There are certain fundamental truths about how people work: it’s called cognetics. And they apply to interfaces. If you design against human frailties, your interface won’t work very well.

Cognetics: the ergonomics of the brain. Magical number 7 rule. Can’t actively think about more than one thing at a time. Etc.

If you don’t do this, you are asking users to push two buttons ten feet apart.

Forgotten Tools:

GOMs modeling: how long it takes the average user to use an interface.

Information efficiency: how much information you put in vs. what is minimally needed.

The death of the desktop is near. Why? Is this a good thing?

What is an interface? The way that you accomplish tasks with a product–what you do and how it responds. The interface is the product (to the user). A beautiful back-end isn’t useful for people without the interface. Don’t focus on the technology, not the user.

Keep simple things simple. A litmus test: how long the manual is. If it is difficult to explain how to use your interface, there is something wrong. When you set out to make an interface, write the manual first.

The problem is that applications are like isolated cities. Computing models could be different. There is a lot of overlap (waste) between applications. We get a lot of system bloat this way. You have to keep learning basic applications again and again. This is a fundamental problem with applications–they want to hoard functionality.

What does an interface do?

Create content (typing)

Navigate content

Select content

Transform content

(Share content?)

When designing, always return to these fundamental building blocks.

Raskin’s Rules of Interfaces:

1. An interface shall not harm your content or through inaction allow your content to come to harm.

2. An interface shall not waste your time or require you to do more work than is strictly necessary.

3. An interface shall not allow itself to get into a state where it cannot manipulate content.

Content is Everything. You always acting upon some content.

What dooms the desktop? It’s not about content. The desktop is a flawed metaphor to start with.

What does a desktop do?

Let’s you get your computer into state where you can enter content. Let’s you categorize your content. Let’s you navigate your content.

There are better, faster, more humane ways. The web is treasure trove of examples.

Language has an untapped power. This is the future. It lets you describe things very quickly and very succinctly. If you can just type what you want, it works better.

Command line interfaces: great way to enter commands. URL bar can be a form of a command line.

The death of forced hierarchy. Tags don’t force a hierarchy on users. Desktop needs to learn this lesson. We don’t need to think the way our hard drive does. Going up and down trees isn’t good. You also just need a really good search.
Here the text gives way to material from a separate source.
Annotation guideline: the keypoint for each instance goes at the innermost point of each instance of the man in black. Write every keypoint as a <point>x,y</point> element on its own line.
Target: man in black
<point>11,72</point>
Navigation: Let content be content. Let search be search. Let 2D content be 2D content. Let the user’s structure be.

The web as a maze: you go through a door and you can’t see where you came from.

People don’t work well in 3D, so don’t force them too.

The desktop of the future is a zooming interface where you could put content wherever you want (not forced). Things are related geographically. It’s visceral. Easy to navigate.

The desktop is doomed. Why the stagnation? The toolkit straightjacket. Programmers are writing for users, but don’t want to interact with users. The people who write toolkits are one step removed from that. The system makes making mediocre interfaces easy. This is why the web matters. But it is dangerous to make the web like the desktop. We’re free to make something better. And you cannot be better without being different. We have a unique opportunity to step away from the desktop. We can invent new paradigms.

How can we overcome applications? Services and Universal Access Interface. How do we get all these Ajax apps to work together?

Design the big picture: think above the apps.